Pihak yang paling penting memberikan imbauan adalah petugas Babinsa dan Bhabinkamtibmas, menjadi ujung tombak untuk mengantisipasi hoax. Pasalnya, dinilai sebagai petugas yang paling dekat dan sudah membaur dengan masyarakat sehingga dapat memberikan imbauan supaya tidak terpengaruh oleh berita – berita yang bersifat menjatuhkan salah satu pasangan calon (paslon).

Terlebih lagi, saat melakukan simulasi pemilu, untuk perhitungan jumlah surat suara sampai pagi keesokan harinya. Pihak TNI-Polri dan petugas keamanan dari seperti Satpol PP maupun Linmas, akan bersiaga di tiap tempat pemungutan suara (TPS). “Ini juga untuk menjaga logistik pemilu, karena perhitungan surat suara juga memerlukan waktu yang lama sehingga perlu pengamanan ekstra,” sahutnya.

Sementara itu, Kapolres Kediri Kota, AKBP Anthon Haryadi menambahkan, petugas dari pihak Polres Kediri Kota sudah mempersiapkan 602 personel, yang akan melakukan pengamanan secara patroli dan stasioner.

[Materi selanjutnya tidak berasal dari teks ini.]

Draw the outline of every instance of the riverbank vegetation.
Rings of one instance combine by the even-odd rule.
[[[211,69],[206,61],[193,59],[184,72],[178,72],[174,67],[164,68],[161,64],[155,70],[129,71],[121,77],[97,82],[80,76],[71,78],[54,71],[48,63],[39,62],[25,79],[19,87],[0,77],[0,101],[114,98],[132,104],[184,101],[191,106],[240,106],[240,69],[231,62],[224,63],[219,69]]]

Petugas yang melakukan pengamanan meliputi tiga kecamatan yang berada di Kota Kediri, dan lima kecamatan Kabupaten Kediri yang berada di sisi sebelah barat.

Selain itu, masih ada sebanyak satu kompi petugas Polres Kediri Kota yang siaga di Mapolres Kediri Kota, serta satu kompi dari petugas Brimob yang jika terjadi kerawanan berujung kerusuhan dapat segera melakukan penanganan. “Sebelumnya kami juga sudah melakukan simulasi terburuk, dan kami juga punya power on hand yang selalu standby,” jelasnya.

Komandan Kodim 0809 Kediri, Letkol Kav Dwi Agung Sutrino, mengaku sudah mempersiapkan 300 personel untuk membantu pengamanan pemilu, selain itu masih ada satu peleton yang bersiaga di Makodim. “Selain melakukan pengamanan stasioner di TPS, kami juga akan melakukan pengamanan dengan patroli ke titik – titik yang dianggap rawan sehingga pemilu berjalan aman dan lancar,” tegasnya.